O redirecionamento da condenação pela prática de propaganda enganosa, da matriz para a filial, é medida possível, tendo em vista, que ainda que tenham CNPJs diferentes e autonomia administrativa e operacional, as filiais são um desdobramento da matriz, integrando a pessoa jurídica como um todo.
Esse foi o entendimento da 3a. Turma do Superior Tribunal de Justiça (STJ) ao rejeitar o recurso de um posto de combustíveis condenado a veicular contrapropaganda em ação civil pública que investigou a comercialização de produtos de bandeira distinta da anunciada aos clientes.

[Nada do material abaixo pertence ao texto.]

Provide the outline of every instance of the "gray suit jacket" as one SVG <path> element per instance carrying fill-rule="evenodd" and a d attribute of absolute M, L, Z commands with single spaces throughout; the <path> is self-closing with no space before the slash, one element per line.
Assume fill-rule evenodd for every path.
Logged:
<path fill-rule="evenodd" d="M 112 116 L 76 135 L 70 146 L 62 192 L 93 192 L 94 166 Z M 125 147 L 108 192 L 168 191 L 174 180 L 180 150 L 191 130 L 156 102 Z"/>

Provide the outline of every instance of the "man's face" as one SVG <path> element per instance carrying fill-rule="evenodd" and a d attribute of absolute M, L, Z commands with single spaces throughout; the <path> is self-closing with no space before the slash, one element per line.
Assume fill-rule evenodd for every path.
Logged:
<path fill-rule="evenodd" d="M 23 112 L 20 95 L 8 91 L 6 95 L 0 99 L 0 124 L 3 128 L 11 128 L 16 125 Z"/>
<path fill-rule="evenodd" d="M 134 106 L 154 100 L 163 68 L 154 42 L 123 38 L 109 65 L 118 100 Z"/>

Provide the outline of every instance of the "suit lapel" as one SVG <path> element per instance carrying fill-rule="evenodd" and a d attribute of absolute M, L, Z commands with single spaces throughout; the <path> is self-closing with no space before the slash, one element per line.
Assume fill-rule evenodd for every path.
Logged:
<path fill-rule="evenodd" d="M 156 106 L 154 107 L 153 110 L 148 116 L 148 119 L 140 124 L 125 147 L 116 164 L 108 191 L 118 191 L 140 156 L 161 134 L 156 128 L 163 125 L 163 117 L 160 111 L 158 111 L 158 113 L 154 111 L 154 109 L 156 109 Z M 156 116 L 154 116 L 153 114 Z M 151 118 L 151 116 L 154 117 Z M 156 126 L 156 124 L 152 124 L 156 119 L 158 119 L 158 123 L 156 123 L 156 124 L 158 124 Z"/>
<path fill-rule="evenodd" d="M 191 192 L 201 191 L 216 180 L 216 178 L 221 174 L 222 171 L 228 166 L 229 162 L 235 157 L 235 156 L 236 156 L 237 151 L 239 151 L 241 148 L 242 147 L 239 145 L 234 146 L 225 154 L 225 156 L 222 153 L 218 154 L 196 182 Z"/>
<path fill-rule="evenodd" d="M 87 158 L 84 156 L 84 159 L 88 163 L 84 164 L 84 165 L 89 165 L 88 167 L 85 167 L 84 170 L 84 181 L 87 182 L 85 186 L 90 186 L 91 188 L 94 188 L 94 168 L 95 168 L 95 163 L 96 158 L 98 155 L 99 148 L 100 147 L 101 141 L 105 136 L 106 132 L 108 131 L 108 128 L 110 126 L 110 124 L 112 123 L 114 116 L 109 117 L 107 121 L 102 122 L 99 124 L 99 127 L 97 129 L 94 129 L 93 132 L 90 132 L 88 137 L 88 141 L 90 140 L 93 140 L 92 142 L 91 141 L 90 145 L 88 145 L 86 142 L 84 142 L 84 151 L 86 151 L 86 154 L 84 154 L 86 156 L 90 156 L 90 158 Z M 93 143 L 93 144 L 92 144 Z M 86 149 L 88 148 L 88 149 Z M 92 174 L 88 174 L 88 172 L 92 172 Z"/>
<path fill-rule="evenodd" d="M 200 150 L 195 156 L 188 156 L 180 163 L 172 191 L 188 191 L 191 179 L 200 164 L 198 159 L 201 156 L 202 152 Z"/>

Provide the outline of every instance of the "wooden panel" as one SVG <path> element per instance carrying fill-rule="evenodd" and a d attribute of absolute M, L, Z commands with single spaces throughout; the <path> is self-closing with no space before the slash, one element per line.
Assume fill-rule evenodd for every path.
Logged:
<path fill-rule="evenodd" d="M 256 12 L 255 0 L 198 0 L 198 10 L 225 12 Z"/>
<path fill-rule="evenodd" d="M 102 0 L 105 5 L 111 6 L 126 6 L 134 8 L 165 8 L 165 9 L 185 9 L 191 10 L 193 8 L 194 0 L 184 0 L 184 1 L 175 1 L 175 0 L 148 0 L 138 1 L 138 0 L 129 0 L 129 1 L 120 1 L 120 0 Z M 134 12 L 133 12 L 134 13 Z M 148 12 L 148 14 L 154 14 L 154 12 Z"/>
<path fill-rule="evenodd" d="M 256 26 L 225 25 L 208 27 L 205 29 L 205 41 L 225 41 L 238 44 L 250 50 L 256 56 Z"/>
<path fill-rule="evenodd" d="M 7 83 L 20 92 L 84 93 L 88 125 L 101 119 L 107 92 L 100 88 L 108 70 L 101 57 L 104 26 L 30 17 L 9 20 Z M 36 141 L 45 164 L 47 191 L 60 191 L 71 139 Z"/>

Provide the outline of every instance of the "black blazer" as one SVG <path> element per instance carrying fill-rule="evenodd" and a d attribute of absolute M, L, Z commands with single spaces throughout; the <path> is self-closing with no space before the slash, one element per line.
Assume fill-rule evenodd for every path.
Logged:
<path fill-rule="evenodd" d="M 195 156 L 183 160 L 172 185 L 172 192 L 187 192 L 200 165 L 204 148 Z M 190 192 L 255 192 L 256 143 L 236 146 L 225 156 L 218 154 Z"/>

De acordo com a denúncia, o posto de combustíveis, localizado na cidade de Cuiabá e detentor da bandeira Texaco, comercializaca produtos adquiridos de outras distribuidoras de combustíveis, confundindo os consumidores. A matriz da empresa informou que entrou em recuperação judicial e não tinha como cumprir a determinação para exibir cartazes com a informação de que havia sido condenada por propaganda enganosa.
O juízo responsável pela ação civil pública determinou o cumprimento da sentença pela filial do grupo empresarial localizada na cidade de Várzea Grande, na região metropolitana da capital mato-grossense.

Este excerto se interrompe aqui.